Jack Elliott Sings the Songs of Woody Guthrie

Jack Elliott, vocals, guitar, and harmonica; Prestige—Folklore 14011 One of the more remarkable odysseys in recent American folk singing was the transformation of Elliott Charles Adnopoz, born in the ranchless wilds of Brooklyn, into Jack Elliott, expert interpreter of cowboy and Woody Guthrie compositions. It was Elliott’s fixation on Guthrie, the most original writer of American folk songs this country has ever known, which most influenced him musically. For a time, Elliott even walked, talked, and looked somewhat like Guthrie. Increasingly, Elliott has become an impressive stylist on his own, but he remains by far the most authentic interpreter of Guthrie’s songs now that Guthrie himself has been silenced by a progressive disease of the nervous system. Elliott is at total idiomatic case here in the considerable scope of Guthrie material.

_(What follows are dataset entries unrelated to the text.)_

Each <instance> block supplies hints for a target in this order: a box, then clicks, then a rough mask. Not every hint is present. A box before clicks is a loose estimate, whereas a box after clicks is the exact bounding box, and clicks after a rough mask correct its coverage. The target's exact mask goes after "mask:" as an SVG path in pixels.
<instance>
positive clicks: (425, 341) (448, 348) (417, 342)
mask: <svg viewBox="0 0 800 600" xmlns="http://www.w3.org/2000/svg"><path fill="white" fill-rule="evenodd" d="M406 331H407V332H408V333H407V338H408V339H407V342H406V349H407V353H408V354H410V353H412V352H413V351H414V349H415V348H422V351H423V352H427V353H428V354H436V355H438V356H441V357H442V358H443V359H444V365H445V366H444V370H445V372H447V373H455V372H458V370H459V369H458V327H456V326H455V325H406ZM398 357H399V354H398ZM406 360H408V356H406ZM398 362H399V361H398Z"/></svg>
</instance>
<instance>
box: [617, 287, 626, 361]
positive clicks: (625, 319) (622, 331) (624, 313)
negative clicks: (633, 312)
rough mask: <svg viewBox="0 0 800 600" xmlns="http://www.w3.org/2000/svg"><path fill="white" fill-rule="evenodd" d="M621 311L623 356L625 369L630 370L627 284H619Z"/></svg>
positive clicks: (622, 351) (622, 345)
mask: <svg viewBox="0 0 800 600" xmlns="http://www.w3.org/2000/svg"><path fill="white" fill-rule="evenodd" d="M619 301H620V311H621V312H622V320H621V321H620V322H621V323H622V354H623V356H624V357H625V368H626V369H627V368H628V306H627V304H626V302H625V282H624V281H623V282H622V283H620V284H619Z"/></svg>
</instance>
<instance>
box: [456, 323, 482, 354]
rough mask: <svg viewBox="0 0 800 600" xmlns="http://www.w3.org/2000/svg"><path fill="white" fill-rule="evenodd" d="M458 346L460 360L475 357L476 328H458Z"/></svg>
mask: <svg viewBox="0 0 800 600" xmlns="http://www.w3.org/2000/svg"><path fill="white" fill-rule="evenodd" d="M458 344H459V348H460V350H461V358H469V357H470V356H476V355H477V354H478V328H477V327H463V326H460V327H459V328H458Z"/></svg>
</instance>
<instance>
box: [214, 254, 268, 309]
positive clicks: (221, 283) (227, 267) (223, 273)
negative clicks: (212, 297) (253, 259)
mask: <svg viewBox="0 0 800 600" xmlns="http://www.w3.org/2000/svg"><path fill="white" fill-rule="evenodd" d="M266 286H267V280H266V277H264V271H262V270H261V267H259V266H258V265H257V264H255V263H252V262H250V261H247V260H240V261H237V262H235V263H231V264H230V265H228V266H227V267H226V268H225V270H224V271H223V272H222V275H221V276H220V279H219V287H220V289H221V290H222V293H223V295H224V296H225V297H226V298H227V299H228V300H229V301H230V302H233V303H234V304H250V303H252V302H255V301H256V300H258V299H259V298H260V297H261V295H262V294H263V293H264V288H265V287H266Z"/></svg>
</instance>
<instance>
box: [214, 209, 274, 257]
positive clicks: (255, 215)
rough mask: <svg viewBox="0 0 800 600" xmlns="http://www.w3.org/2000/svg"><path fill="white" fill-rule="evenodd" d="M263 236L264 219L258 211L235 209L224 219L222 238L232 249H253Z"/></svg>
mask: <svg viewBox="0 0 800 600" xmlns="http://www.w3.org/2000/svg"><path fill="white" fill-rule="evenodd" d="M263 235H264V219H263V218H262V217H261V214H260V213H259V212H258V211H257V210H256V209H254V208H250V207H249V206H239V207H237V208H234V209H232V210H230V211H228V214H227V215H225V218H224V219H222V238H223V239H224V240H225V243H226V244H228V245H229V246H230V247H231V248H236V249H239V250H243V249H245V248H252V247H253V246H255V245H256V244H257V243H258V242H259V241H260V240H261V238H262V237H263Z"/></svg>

Mississippi John Hurt: Folk Songs and Blues

John Hurt, vocals and guitar; Piedmont PLP-13157, Music Research, Inc., 2023 N. Woodstock St., Arlington 7, Virginia At seventy, John Hurt, a Mississippi cotton picker and a grandfather of seventeen, has suddenly been propelled, by renewed interest in the blues among urban singers and record collectors, into appearances at Northern folk festivals and nightclubs. Unlike that of other recently rediscovered Mississippi blues singers, Hurt’s music is neither harsh nor anguished. His gentle, pliable voice focuses on the poignancy, irony, playfulness, and sweet sexuality which the blues can also communicate. (Bitterness and frustration have never monopolized the blues.) Hurt accompanies himself with agile grace on the guitar. Until this recording, Hurt had not been in a recording studio since 1928.